Tirshatha : « Jusqu’ici, mon digne ami et Frère, tu as bien répondu, mais saches que celui qui obtient une Couronne doit agir selon ces lois glorieuses (pointant vers la Bible sur l’Autel) que Dieu Lui-même a établi. »

GGS : « Je me conformerai à ces lois glorieuses (en pointant vers la Bible), et armé de l’Epée de Justice, je porterai le juste Plastron et le Casque du Salut. Ainsi armé, mon ami, je ne craindrai pas de combattre les ennemis de Mon Roi, de mon Pays et de ma Religion. »
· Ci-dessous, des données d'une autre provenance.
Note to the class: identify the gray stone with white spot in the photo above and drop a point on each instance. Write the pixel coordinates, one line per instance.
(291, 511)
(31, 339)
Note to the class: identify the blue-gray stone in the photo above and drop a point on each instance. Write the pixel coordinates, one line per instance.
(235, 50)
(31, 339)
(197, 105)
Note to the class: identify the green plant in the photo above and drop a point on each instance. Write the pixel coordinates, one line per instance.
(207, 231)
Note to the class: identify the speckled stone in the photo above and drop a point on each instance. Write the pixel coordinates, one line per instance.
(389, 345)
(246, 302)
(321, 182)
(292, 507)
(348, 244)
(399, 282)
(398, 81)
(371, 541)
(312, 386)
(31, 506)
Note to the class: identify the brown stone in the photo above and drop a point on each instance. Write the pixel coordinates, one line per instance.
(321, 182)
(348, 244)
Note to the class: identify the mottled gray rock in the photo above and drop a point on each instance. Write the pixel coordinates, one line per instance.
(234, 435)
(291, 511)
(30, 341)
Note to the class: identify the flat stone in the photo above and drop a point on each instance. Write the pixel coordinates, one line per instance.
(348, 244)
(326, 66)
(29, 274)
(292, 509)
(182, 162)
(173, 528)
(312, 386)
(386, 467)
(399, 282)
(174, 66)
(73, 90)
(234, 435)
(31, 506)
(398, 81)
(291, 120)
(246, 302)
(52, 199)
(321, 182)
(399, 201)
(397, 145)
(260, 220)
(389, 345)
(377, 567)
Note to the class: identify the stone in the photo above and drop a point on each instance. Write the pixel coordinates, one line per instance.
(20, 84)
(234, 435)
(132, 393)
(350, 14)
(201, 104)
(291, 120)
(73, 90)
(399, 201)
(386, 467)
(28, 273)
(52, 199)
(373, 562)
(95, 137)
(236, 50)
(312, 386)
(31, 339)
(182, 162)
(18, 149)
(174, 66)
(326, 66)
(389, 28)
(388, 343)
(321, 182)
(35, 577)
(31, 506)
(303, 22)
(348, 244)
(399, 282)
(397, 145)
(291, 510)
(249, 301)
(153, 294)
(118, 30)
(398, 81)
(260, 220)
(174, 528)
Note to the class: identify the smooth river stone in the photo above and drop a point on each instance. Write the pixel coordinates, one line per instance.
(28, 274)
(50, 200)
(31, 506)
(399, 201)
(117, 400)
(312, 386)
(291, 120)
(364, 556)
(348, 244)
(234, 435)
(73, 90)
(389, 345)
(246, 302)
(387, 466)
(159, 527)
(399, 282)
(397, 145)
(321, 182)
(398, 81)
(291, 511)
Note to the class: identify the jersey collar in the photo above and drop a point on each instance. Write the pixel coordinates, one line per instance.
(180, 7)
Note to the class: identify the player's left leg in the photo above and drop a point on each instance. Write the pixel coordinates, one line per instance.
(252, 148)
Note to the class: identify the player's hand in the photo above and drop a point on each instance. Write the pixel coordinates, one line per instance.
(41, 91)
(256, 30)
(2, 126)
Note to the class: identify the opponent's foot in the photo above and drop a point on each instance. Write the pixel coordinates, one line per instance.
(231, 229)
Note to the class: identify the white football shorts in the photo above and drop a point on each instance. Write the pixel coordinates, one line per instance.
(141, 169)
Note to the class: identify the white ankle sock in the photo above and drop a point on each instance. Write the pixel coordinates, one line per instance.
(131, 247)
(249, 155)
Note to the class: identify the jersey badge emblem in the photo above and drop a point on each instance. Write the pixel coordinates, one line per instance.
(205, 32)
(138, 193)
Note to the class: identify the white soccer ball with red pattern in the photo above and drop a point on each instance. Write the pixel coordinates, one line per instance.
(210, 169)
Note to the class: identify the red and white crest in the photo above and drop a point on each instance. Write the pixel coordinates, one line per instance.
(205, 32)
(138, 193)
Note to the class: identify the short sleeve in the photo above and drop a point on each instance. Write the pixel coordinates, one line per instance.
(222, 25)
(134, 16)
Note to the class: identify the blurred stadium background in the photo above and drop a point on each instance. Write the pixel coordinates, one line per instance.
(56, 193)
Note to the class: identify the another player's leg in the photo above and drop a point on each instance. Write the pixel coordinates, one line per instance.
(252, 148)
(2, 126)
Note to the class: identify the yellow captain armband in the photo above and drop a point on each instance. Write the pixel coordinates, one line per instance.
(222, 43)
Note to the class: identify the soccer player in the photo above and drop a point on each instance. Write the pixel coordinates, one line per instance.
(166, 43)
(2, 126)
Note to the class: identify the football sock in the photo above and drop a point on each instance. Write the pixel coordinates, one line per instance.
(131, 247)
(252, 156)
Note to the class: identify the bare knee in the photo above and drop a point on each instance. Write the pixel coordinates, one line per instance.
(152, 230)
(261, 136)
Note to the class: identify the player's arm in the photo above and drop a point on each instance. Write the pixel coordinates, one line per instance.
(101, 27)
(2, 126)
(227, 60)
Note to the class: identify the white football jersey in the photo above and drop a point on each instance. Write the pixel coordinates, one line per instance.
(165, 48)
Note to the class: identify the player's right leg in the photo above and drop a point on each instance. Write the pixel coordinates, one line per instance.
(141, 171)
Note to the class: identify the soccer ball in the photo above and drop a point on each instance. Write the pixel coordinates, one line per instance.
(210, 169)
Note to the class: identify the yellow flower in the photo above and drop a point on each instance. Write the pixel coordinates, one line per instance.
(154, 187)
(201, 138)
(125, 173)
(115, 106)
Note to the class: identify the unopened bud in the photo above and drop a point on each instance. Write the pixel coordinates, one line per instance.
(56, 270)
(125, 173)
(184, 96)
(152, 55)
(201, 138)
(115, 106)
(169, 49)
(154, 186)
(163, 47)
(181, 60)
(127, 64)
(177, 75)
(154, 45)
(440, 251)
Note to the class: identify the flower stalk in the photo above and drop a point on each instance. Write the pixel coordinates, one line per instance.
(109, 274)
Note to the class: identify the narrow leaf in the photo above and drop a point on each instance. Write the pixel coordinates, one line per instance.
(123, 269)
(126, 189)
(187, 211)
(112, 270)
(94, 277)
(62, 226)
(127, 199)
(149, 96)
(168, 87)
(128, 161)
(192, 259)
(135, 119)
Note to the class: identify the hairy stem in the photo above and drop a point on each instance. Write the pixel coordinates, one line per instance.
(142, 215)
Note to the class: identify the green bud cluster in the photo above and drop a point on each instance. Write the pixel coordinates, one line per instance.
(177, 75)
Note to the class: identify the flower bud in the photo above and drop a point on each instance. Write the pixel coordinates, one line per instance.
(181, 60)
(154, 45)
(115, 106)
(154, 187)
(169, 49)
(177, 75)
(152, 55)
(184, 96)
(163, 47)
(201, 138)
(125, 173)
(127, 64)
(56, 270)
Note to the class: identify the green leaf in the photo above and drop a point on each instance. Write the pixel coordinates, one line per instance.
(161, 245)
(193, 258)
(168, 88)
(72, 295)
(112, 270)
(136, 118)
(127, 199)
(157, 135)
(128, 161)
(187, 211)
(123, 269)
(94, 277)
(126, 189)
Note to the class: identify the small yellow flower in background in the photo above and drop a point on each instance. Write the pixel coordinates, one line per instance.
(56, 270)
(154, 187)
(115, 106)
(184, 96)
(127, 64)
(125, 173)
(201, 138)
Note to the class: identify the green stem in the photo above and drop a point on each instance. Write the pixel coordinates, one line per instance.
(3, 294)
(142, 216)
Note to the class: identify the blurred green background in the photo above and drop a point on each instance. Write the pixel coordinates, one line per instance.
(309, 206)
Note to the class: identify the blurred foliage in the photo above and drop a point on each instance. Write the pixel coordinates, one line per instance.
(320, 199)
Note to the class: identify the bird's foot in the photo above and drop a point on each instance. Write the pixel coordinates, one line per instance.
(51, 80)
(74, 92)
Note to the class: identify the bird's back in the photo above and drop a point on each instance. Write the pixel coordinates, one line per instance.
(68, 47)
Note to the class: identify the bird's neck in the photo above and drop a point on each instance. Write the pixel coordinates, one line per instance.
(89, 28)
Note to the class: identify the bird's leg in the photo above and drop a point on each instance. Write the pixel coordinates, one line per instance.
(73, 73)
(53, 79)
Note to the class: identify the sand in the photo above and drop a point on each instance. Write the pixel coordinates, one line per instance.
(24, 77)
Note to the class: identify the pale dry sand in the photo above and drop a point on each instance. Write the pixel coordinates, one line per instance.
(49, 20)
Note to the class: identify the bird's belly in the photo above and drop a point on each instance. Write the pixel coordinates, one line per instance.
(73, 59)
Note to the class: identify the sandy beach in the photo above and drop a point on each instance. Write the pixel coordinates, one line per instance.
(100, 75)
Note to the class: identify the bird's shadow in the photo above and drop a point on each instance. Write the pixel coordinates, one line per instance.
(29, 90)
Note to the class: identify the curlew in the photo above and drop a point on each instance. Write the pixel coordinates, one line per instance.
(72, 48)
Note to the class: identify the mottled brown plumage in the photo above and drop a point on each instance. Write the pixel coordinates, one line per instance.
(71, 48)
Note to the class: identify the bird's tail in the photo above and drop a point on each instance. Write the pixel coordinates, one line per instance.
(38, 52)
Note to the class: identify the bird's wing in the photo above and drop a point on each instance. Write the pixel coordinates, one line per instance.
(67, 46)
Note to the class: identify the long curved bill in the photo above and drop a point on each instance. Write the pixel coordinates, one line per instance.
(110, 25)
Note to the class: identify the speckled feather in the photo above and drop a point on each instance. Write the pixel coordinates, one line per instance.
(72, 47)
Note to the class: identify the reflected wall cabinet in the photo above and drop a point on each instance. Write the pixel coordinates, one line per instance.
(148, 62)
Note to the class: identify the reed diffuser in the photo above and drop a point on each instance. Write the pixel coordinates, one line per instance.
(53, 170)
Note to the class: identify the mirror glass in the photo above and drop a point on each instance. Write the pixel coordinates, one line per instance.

Tirshatha : « Très bien, Très Digne et Honoré Frère, nous t’élevons aux plus grands honneurs. »

La scène change maintenant dans la Tour de Repos. Le Grand Garde quitte son poste à la porte et va à l’Angle nord-ouest de la Tour. Le Grand Maréchal conduit le Candidat au côté nord de la Tour. Le Grand Maréchal revient à sa place.
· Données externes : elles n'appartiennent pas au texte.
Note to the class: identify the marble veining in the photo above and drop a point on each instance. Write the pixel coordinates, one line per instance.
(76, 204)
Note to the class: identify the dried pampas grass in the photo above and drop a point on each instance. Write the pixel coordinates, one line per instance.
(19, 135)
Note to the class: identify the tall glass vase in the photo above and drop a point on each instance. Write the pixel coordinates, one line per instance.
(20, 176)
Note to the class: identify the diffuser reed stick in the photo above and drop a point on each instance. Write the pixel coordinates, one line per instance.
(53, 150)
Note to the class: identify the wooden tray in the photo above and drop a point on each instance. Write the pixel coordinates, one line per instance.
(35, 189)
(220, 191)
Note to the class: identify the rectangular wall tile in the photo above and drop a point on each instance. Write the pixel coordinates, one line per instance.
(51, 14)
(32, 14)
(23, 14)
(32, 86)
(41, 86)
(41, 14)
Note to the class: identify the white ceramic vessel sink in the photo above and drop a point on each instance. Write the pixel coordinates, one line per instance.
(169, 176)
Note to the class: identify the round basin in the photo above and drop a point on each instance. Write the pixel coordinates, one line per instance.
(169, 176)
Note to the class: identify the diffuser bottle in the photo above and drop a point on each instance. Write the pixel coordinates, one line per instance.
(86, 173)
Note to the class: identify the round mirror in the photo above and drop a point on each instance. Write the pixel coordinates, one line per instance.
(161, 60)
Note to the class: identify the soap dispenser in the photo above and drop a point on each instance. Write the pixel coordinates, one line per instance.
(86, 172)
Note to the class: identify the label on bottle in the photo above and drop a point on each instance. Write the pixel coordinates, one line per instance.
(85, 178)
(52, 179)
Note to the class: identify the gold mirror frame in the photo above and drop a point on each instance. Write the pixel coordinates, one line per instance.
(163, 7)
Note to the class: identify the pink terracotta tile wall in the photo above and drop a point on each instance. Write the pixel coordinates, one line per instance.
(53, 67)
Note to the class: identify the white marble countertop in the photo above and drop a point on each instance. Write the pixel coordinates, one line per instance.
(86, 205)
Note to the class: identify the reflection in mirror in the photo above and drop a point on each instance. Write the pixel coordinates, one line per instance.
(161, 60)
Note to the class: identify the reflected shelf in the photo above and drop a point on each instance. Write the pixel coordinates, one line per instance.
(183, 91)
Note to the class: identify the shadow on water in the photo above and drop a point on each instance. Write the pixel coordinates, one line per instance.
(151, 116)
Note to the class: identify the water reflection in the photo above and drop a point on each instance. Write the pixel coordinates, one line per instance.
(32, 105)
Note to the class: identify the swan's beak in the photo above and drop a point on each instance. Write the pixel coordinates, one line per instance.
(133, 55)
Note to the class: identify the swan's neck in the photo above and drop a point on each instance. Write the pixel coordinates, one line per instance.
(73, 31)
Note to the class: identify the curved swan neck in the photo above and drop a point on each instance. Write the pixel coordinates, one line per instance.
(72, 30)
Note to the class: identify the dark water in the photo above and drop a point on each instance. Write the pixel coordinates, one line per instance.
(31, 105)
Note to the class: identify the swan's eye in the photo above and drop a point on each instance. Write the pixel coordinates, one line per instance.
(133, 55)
Le Grand Garde, s’adressant au Candidat : « Mon Frère, ceci (en pointant vers la Tour) représente la Tour de Repos. Je voudrais diriger ton attention vers les Marches (il pointe vers chaque élément qu’il mentionne), le Piédestal, l’Axe, le Chapiteau, l’Entablement, la Sphère dessus, le Livre Ouvert, le Mot Ecrit, la Porte du Donjon et le Pont-levis. Tu auras toutes les informations sur ces éléments dans les lectures suivantes. Tu vas maintenant essayer de gagner ton admission à la Tour sous les Caractéristiques par lesquelles tu seras connu dans l’Ordre. Donne-moi s’il te plaît la carte portant ta Caractéristique (le Candidat la donne). Métaphoriquement, tu monte maintenant le premier escalier de Sept Marches (le Grand Garde pose la carte sur le premier palier), au sommet duquel tu rencontres un Surveillant Junior qui te demande le Signe, la Marque et le Mot de l’Apprenti Présenté. Tu fournis les preuves requises et tu peux monter au deuxième escalier (ici le Grand Garde place la carte sur le deuxième palier) de Cinq Marches, au sommet duquel un Surveillant Senior te demande le Signe, la Marque et le Mot d’un Compagnon. Tu fournis encore les preuves requises et peux monter au troisième escalier (le Grand Garde place la carte sur le plus haut palier) composé de Trois Marches, sur lequel ton avancée se voit arrêtée par un Très Honorable Maître te demandant le Signe, la Marque et le Mot d’un Maître Maçon. Tu donnes ces dernières preuves convaincantes et peux continuer comme suit. Je parlerai pour toi.

Le Grand Garde sonne les coups de l’Ordre avec les articulations de ses doigts sur la table ou la plate-forme sur laquelle la Tour est placée.